Più rapporti presso lo stesso intermediario. La soglia dei 5.000 € di giacenza media per i conti si verifica sommando tutti i conti detenuti presso lo stesso intermediario; i dossier titoli invece si valorizzano singolarmente, ciascuno nel proprio rigo RW.

IVAFE e regime amministrato: quando non si paga

Chi detiene strumenti esteri tramite un intermediario italiano in regime amministrato non liquida l’IVAFE in dichiarazione: l’intermediario applica l’imposta di bollo direttamente sul dossier, con la stessa aliquota dello 0,2%. La differenza è quindi di adempimento, non di costo. È uno dei motivi pratici per cui molti investitori confrontano i due regimi prima di scegliere il broker: il tema è approfondito nella guida al regime amministrato vs dichiarativo.

Errori frequenti

  • Confondere monitoraggio e imposta: il Quadro RW assolve due funzioni distinte. Anche quando l’IVAFE risulta pari a zero (per il credito estero o l’esenzione dei conti), l’obbligo di monitoraggio può restare.
  • Dimenticare la liquidità del broker: la componente cash di un conto titoli estero è anch’essa soggetta a IVAFE; se il rapporto è assimilabile a un conto corrente si applicano i 34,20 € fissi con la soglia dei 5.000 €.
  • Usare il valore di acquisto: la base imponibile è il valore di mercato a fine anno (o il nominale/rimborso in assenza di quotazione), non il prezzo di carico.

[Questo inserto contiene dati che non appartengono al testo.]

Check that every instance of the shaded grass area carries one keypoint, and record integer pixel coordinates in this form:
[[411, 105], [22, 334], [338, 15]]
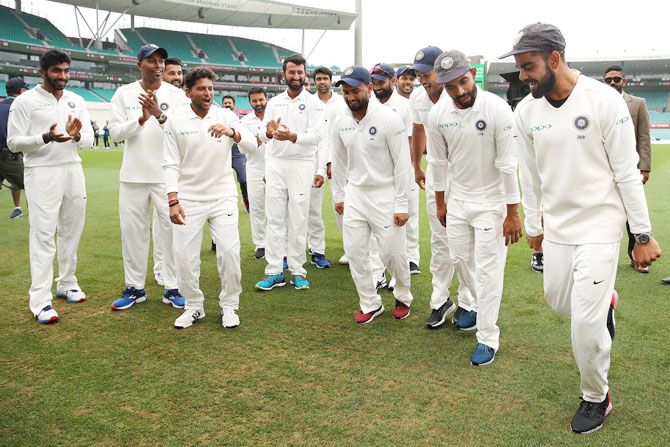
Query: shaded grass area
[[298, 371]]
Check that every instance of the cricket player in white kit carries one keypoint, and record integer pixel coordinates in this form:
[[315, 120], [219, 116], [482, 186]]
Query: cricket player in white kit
[[201, 188], [49, 124], [256, 170], [578, 169], [294, 124], [441, 266], [370, 175], [139, 113], [476, 189]]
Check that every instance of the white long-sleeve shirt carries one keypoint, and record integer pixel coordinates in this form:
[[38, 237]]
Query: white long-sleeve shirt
[[578, 166], [371, 153], [303, 115], [32, 114], [473, 148], [143, 151], [198, 166], [255, 160]]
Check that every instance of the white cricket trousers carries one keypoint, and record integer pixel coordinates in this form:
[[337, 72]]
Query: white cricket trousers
[[222, 216], [579, 282], [441, 265], [256, 191], [287, 196], [56, 198], [475, 232], [368, 215], [135, 215], [316, 230]]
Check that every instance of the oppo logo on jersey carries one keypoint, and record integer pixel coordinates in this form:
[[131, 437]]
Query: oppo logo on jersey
[[539, 128]]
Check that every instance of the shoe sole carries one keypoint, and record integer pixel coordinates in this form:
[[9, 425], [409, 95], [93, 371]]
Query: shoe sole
[[138, 300], [376, 314], [279, 284], [449, 311]]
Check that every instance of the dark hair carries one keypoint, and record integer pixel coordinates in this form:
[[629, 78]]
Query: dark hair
[[323, 70], [294, 59], [54, 57], [173, 61], [256, 90], [198, 73], [614, 68]]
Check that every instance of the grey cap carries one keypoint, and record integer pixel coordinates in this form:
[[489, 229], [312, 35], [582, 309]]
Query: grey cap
[[537, 37], [451, 65]]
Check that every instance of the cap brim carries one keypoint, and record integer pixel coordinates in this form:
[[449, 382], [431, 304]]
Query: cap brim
[[422, 68], [519, 51], [445, 77], [350, 82]]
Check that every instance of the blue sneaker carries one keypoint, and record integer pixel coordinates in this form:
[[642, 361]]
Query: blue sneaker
[[130, 296], [271, 281], [172, 296], [320, 261], [483, 355], [467, 321], [300, 282]]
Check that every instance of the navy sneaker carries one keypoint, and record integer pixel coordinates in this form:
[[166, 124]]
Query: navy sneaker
[[130, 296], [483, 355], [467, 321], [320, 261], [271, 281], [172, 296]]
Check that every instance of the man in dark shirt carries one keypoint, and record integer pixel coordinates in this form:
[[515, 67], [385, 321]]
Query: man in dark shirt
[[11, 165]]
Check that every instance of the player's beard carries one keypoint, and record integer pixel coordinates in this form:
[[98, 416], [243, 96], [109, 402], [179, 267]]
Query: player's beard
[[360, 104]]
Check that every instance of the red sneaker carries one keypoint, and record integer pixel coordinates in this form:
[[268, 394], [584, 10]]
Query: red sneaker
[[401, 310], [362, 318]]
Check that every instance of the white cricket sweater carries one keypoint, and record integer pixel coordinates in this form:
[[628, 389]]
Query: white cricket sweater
[[143, 151], [473, 148], [198, 166], [32, 113], [578, 166], [371, 153]]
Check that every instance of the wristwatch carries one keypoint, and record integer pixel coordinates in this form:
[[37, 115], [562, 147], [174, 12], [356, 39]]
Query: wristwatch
[[642, 238]]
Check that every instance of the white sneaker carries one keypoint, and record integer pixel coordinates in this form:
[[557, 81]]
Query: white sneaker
[[72, 295], [188, 318], [229, 318], [47, 315]]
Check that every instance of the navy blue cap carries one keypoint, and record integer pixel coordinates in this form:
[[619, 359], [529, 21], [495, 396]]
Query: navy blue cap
[[424, 60], [405, 69], [382, 71], [149, 49], [354, 76]]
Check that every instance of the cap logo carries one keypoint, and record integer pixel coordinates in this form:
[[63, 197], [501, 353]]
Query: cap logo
[[447, 62], [581, 122]]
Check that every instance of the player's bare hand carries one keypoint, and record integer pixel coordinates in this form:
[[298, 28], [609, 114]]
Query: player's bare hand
[[420, 178], [535, 242], [645, 254], [512, 228], [400, 219], [177, 215], [219, 130]]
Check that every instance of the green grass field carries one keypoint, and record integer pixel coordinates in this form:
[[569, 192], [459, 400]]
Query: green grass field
[[299, 371]]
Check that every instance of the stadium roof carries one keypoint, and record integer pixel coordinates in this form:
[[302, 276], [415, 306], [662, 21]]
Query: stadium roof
[[242, 13]]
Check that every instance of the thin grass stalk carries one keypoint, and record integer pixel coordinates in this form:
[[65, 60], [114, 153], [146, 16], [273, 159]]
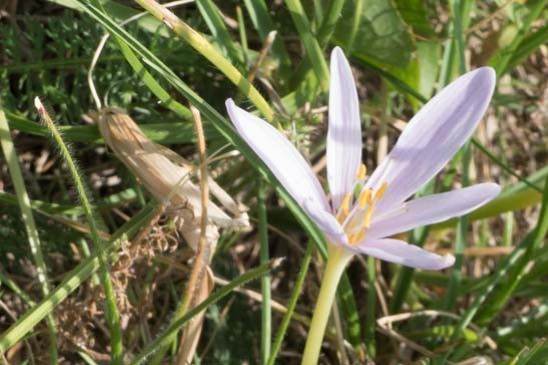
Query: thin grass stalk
[[514, 264], [217, 120], [206, 49], [332, 16], [27, 217], [199, 274], [112, 315], [295, 294], [262, 22], [502, 65], [243, 34], [458, 9], [266, 313], [313, 50], [355, 21], [72, 281], [370, 318], [165, 336]]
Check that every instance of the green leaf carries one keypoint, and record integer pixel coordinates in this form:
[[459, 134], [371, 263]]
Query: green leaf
[[382, 37], [414, 13]]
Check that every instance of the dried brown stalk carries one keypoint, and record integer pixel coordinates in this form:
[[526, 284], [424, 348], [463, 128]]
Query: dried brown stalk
[[166, 174]]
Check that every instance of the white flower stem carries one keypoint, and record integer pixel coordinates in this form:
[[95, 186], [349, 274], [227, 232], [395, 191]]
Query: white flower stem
[[337, 260]]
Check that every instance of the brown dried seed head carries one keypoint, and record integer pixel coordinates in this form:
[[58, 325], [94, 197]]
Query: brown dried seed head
[[164, 173]]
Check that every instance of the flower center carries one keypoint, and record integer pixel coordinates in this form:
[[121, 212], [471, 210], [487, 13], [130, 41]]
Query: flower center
[[355, 216]]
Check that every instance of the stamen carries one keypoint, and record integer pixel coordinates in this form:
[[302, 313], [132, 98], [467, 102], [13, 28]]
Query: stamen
[[362, 171], [379, 193], [345, 205], [367, 218], [365, 198], [357, 237], [344, 208]]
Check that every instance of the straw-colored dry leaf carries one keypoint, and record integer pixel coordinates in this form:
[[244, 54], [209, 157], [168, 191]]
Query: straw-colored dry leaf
[[164, 173]]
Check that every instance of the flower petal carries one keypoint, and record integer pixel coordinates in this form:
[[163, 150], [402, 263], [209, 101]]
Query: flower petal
[[326, 222], [281, 157], [400, 252], [433, 136], [344, 139], [432, 209]]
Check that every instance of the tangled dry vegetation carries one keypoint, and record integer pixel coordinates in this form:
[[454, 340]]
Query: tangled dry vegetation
[[175, 260]]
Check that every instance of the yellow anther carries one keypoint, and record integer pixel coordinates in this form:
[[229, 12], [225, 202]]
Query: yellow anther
[[379, 193], [345, 204], [367, 217], [362, 171], [365, 198], [344, 208], [356, 237]]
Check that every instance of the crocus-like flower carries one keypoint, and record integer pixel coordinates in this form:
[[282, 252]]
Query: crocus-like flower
[[363, 222]]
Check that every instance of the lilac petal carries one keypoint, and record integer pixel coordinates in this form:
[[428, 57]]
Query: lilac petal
[[344, 139], [281, 157], [432, 209], [400, 252], [433, 136], [326, 222]]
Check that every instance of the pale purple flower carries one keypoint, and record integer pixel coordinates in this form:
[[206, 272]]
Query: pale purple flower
[[364, 223]]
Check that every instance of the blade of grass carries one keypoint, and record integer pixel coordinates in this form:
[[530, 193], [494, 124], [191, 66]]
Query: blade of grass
[[501, 295], [258, 12], [313, 50], [511, 269], [266, 313], [27, 217], [502, 59], [295, 294], [212, 16], [243, 35], [349, 308], [405, 274], [460, 14], [112, 315], [174, 132], [164, 337], [210, 113], [202, 46], [72, 281], [370, 317]]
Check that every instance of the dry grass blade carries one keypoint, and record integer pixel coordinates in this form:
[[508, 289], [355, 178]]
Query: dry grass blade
[[200, 284], [162, 171]]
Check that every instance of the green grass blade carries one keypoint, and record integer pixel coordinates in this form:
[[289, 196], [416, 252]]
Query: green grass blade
[[28, 220], [511, 269], [349, 308], [212, 16], [112, 315], [258, 12], [202, 46], [371, 316], [210, 115], [502, 59], [266, 313], [72, 280], [313, 50], [295, 294], [526, 249]]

Per stimare rapidamente l’imposta dovuta sul proprio dossier estero è disponibile il calcolatore Quadro RW e IVAFE, che applica pro-rata, soglie ed esenzioni descritte in questa guida.

Domande frequenti

L’IVAFE si paga anche se il portafoglio è in perdita? Sì. È un’imposta patrimoniale sul valore detenuto, non sui guadagni: si calcola sul valore di mercato a fine anno indipendentemente dal risultato dell’investimento.

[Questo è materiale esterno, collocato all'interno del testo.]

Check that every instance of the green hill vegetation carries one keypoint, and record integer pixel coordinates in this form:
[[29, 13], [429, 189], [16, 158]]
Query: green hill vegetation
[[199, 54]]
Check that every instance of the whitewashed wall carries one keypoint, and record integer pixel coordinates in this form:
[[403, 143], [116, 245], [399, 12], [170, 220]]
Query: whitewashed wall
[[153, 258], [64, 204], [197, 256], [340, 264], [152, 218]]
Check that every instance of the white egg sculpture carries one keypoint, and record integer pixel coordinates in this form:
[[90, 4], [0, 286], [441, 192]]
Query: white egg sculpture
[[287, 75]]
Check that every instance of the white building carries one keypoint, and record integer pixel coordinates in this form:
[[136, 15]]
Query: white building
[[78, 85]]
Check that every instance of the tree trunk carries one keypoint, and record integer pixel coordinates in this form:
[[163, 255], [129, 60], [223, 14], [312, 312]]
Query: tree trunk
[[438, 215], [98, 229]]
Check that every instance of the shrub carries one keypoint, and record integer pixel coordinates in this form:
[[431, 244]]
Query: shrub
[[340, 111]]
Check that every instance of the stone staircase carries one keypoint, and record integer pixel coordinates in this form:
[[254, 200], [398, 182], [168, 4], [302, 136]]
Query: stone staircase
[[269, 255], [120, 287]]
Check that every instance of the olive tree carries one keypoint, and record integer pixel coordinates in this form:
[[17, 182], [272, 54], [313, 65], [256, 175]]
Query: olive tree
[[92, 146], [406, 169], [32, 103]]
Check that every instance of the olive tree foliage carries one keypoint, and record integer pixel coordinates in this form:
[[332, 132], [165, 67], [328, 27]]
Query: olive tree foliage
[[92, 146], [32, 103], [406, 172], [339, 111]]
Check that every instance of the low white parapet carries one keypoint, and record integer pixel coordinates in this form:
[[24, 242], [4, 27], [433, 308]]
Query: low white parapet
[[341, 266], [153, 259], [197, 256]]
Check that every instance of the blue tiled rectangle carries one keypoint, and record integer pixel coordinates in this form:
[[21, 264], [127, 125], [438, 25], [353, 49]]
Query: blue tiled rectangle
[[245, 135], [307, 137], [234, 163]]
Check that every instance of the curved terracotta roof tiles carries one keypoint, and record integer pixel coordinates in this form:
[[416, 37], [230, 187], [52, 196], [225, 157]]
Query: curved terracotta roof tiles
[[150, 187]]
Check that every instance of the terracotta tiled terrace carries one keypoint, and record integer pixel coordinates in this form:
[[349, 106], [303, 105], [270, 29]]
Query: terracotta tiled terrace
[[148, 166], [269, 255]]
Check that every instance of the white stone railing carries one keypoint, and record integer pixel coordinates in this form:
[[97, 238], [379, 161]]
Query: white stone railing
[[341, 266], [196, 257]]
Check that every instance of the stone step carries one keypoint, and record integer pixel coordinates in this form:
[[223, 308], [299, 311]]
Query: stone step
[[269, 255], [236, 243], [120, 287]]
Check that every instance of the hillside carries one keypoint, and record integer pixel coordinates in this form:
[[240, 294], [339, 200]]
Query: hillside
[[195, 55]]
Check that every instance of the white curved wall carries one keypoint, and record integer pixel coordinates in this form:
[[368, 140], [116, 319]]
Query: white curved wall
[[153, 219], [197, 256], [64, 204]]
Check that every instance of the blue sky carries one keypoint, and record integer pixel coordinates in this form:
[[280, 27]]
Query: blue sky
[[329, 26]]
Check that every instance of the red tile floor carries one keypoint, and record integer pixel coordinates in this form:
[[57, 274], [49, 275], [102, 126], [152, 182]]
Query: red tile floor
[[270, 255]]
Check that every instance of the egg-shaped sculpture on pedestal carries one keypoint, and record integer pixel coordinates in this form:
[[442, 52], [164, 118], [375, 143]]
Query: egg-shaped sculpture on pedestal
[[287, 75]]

La liquidità ferma sul conto del broker paga IVAFE? Sì: se il rapporto è assimilabile a un conto corrente si applicano i 34,20 € fissi (con esenzione sotto 5.000 € di giacenza media); altrimenti concorre al valore dei prodotti finanziari allo 0,2%.

Le criptovalute pagano l’IVAFE? No: alle cripto-attività si applica l’omologa imposta sul valore delle cripto-attività, sempre al 2 per mille (L. 197/2022), liquidata anch’essa nel Quadro RW. La logica è identica, la voce normativa è distinta.

L’IVAFE riguarda anche società o partita IVA? Dal 2020 l’imposta si applica anche a società semplici ed enti non commerciali residenti (L. 160/2019, art. 1, c. 710); per le persone fisiche titolari di partita IVA nulla cambia rispetto a quanto descritto.

Cosa succede se non la verso? Si applica la sanzione ordinaria da omesso versamento del 25% (D.Lgs. 471/1997, art. 13, come modificato dal D.Lgs. 87/2024 per le violazioni dal 1° settembre 2024), riducibile con ravvedimento operoso — oltre alle sanzioni da monitoraggio se manca anche il Quadro RW: i due obblighi sono autonomi e si sommano.